Performance Corner: Small Changes Pack a Punch

Here we have another round of changes to make packages smaller and show just how much we care about performance and efficiency! Today we are focusing mainly on moss-format changes to reduce the size of its payloads. The purpose of these changes is to reduce the size of packages, DB storage for transactions and memory usage for moss. These changes were made just before we moved out of bootstrap, so we wouldn’t have to rebuild the world after changing the format. Lets get started!

Squeezing Out the Last Blit of Performance

Blitting in Serpent OS is the process of setting up a root, using hardlinks of files installed in the moss store to construct the system /usr directory. Some initial testing showed buildPath using about 3% of the total events when installing a package with many files. As a system is made up of over 100,000 files, that’s a lot of paths that need to be calculated! Performance is therefore important to minimize time taken and power consumed.
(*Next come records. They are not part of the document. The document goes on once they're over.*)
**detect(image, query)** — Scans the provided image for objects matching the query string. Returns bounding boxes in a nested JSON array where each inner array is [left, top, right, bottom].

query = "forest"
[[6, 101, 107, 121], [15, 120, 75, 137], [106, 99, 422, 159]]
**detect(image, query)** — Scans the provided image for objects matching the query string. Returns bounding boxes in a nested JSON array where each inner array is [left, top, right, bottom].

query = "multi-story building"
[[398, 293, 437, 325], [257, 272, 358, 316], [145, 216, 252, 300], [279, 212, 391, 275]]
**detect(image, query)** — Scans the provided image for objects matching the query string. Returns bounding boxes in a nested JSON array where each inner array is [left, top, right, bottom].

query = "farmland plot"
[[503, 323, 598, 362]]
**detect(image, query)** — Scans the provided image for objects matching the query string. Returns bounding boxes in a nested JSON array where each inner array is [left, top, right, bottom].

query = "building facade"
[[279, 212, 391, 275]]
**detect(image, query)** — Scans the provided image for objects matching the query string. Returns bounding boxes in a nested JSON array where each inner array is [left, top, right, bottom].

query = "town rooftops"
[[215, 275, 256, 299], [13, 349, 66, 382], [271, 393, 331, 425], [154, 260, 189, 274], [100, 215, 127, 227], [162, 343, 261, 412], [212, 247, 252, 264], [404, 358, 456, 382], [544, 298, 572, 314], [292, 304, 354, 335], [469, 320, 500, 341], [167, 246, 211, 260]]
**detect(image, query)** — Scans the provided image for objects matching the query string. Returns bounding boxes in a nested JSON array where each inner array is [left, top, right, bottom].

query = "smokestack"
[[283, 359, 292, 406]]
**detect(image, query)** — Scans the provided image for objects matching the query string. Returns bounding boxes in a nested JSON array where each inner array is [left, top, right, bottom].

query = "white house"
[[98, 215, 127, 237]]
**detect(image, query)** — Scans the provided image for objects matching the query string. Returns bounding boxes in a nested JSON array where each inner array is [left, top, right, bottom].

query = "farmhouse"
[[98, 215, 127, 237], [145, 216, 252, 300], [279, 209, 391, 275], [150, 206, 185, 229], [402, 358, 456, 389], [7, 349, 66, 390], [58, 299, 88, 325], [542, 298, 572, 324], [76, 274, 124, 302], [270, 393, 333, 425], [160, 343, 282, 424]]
After running a few benchmarks of buildPath, there were a few tweaks which could improve the performance. Rather than calculating the full path of the file, we can reuse the constant root path for each file instead, reducing buildPath events by 15%. Here we see some callgrind data from this small change (as it was difficult to pickup in the noise).

Before:
   48,766,347 ( 1.50%)  /usr/include/dlang/ldc/std/path.d:pure nothrow @safe immutable(char)[] std.path.buildPath
   34,241,805 ( 1.05%)  /usr/include/dlang/ldc/std/utf.d:pure nothrow @safe immutable(char)[] std.path.buildPath
   14,363,684 ( 0.44%)  /usr/include/dlang/ldc/std/range/package.d:pure nothrow @safe immutable(char)[] std.path.buildPath

After:
   40,357,800 ( 1.25%)  /usr/include/dlang/ldc/std/path.d:pure nothrow @safe immutable(char)[] std.path.buildPath
   29,523,966 ( 0.91%)  /usr/include/dlang/ldc/std/utf.d:pure nothrow @safe immutable(char)[] std.path.buildPath
   12,814,283 ( 0.40%)  /usr/include/dlang/ldc/std/range/package.d:pure nothrow @safe immutable(char)[] std.path.buildPath

Only Record What’s Needed!

Our Index Payload is used for extracting the Content Payload into its hashed file names. As it has one job (and then discarded), we could hone in on including only the information we needed. Previously an entry was a 32 byte key and storing a 33 byte hash. We have now integrated the hash as a ubyte[16] field, cut other unneeded fields so that we can fit the whole entry into 32 bytes. That’s a 51% reduction in the size of the Index Payload and about 25% smaller when compressed.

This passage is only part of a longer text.